Higgins needs 13 points to tie Richard Roby's school record of 2,001. Grant called Burks "one of the best players in the country."

"The one thing we've tried to reiterate to our players is the tradition, all the great coaches, all the great players who have played in this tournament, who have coached in this tournament. It's a special thing," Colorado coach Tad Boyle said.

"You never know what life is going to throw at you and three weeks ago, 2½ weeks ago, we were thrown a little bit of a curveball. But we hit it, because our guys have responded the right way. They have not whined about it, cried about it.

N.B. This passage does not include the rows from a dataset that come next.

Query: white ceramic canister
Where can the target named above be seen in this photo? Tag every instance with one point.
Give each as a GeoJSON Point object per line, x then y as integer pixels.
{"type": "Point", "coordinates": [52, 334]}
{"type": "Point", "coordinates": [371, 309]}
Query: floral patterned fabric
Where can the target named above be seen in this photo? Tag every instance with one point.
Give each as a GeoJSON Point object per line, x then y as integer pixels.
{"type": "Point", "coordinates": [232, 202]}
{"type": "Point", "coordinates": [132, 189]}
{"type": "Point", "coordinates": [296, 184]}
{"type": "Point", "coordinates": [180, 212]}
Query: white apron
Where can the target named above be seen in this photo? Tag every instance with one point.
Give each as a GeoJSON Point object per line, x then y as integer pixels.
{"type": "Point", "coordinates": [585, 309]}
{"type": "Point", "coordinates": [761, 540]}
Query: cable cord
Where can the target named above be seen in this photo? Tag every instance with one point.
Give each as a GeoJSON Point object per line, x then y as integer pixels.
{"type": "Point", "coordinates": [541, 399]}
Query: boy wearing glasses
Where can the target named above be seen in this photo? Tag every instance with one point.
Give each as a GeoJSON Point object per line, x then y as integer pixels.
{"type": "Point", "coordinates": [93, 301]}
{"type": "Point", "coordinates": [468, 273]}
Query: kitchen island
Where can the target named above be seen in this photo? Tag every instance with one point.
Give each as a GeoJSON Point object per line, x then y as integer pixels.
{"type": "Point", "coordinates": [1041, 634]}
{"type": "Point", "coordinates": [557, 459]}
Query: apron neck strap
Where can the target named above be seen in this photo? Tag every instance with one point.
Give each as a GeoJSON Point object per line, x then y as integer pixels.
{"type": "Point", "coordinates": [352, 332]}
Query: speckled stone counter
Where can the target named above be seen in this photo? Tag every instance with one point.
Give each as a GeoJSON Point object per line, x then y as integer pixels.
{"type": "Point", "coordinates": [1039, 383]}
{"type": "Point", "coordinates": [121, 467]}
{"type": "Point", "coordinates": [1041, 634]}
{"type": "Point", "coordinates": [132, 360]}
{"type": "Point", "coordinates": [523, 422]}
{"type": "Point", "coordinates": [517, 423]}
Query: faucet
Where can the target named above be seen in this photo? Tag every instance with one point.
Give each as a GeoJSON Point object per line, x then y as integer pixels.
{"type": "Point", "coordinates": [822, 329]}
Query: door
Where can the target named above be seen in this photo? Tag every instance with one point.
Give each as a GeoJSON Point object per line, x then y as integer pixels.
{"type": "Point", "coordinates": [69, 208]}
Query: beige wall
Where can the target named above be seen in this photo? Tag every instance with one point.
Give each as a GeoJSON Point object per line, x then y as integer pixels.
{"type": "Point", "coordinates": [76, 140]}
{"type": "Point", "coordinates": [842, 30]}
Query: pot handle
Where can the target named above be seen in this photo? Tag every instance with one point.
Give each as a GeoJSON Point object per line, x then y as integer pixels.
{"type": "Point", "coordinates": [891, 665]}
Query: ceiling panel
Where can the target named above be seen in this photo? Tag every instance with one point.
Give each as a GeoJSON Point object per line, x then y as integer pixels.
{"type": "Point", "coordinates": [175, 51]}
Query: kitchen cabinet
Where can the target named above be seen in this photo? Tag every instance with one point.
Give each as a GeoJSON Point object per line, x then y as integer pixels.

We're not going to do that."

No. 2 seed Washington State (22-12) has had three prominent players suspended this season after being cited for misdemeanor marijuana possession, including leading scorer Klay Thompson, the son of former NBA player Mychal Thompson, the top pick in the 1978 draft.

"I think where he takes it from his dad is in the genes I think is that warrior-type attitude. He doesn't really show it emotionally, but he's a competitor. He's a real competitor. He brings it most every possession," coach Ken Bone said.

Bone will have his full roster available against the Shockers (27-8), who finished second in the Missouri Valley Conference. They are carrying the mid-major flag in the NIT just as VCU and Butler have done in the NCAAs.

"I like to use the term non-BCS, because there's very little that's mid-major about our program. We are a first-class program," said coach Gregg Marshall, excited to step inside Madison Square Garden for the first time.

"This mid-major label or whatever is a misnomer. The bottom line is there's a lot of great teams, there's a lot of great players, a lot of great coaches. And when given the opportunity on a neutral floor, you see it more and more and more," he added. "I think people get caught up too often in, if it's not BCS it's not good enough. That's not the case."

The Cougars and Shockers are in the semifinals for the first time. Colorado is the only one of the four teams with an NIT title, which it won way back in 1940.